2012
La sirga, William Vega
Después de que La sirga pasara por el Festival de Cannes de 2012, un par de críticos internacionales no dudaron en nombrar a Andrei Tarkovski en sus reseñas. Que este nombre apareciera a propósito de la primera película del caleño William Vega es el mejor de los bautizos posibles para un director que en varias entrevistas ha sostenido que su intención es entregar un cine radicalmente diferente al que se ha hecho en Colombia hasta hoy.
El espejo (1975), la película más íntima del cineasta ruso, es un referente cinematográfico insoslayable al hablar del componente pictórico, tan definitivo en La sirga. La fuerza contenida de esta historia, en la que una joven campesina llega a vivir en el hostal medio derruido de su tío a las orillas de la laguna de La Cocha después de haber tenido que huir de su pueblo por un hecho violento, reside en el tiempo rebajado y la luz menguante, en los objetos cotidianos abollados, en el ungüento medicinal nocturno del dueño de casa, en las comidas en silencio entre tío y sobrina, y en los ciclos de la naturaleza, todos tan presentes en El espejo.

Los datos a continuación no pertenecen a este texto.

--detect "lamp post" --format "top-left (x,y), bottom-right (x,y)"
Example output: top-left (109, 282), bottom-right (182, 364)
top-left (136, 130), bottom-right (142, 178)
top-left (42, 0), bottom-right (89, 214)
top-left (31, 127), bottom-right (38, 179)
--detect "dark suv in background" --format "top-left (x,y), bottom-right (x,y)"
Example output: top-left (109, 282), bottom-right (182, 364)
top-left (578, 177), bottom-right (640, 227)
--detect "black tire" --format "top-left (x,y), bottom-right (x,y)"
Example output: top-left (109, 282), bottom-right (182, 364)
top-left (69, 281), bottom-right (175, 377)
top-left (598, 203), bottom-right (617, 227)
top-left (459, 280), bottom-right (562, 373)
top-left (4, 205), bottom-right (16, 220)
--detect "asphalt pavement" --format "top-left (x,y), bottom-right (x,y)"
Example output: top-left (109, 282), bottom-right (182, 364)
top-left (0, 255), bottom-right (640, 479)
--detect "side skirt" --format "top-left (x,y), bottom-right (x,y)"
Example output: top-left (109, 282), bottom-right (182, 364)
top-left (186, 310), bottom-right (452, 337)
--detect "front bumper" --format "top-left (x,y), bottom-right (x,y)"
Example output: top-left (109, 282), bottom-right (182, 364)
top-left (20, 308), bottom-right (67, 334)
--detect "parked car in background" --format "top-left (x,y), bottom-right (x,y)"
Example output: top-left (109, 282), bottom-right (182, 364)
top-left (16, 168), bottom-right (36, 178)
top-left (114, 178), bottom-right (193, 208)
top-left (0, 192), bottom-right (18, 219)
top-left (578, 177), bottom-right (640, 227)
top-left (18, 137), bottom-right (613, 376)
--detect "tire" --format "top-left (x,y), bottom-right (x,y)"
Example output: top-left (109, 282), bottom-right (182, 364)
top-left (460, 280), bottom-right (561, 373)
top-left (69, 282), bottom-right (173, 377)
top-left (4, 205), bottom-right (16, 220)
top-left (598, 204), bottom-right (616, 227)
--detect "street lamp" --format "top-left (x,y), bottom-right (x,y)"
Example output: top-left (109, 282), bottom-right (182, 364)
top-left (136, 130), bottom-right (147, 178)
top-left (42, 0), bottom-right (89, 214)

La lluvia, la resolana y sobre todo la neblina, que todo lo hace difuso e irreconocible, ambiguo, como lo señala oportunamente Sofía Oggioni (directora de fotografía de la película) hacen las veces del viento y el fuego en la obra de Tarkovski, esa añoranza del pasado en la que el ruso buscó plegarse. Pero en La sirga de William Vega hay amenaza, un temblor constante, anuncio de mal tiempo. En este sentido se emparenta con las películas del turco Nuri Bilge Ceylan y las de la argentina Lucrecia Martel, donde la violencia termina por ganar la partida después de un tenso pulso entre personajes, eventos climáticos y sospechas homicidas.
Nombres redondos apadrinan esta primera película de un director colombiano que, como Ceylan, parece amar profundamente a su país, a sus hombres y mujeres, a su paisaje, tanto como para querer acompañarlos en su soledad. De otra forma La sirga no sería lo que es, un testimonio artístico de las muchas cicatrices que surcan el campo de Colombia, pero también un silencio que se impone, una luz que se agota y renace, un sartal de truchas vivas sobre una mesa de madera, unas montañas verdes, azules, moradas, un desayuno con huevos revueltos en una mañana fría a la orilla de una laguna sagrada repleta de juncos.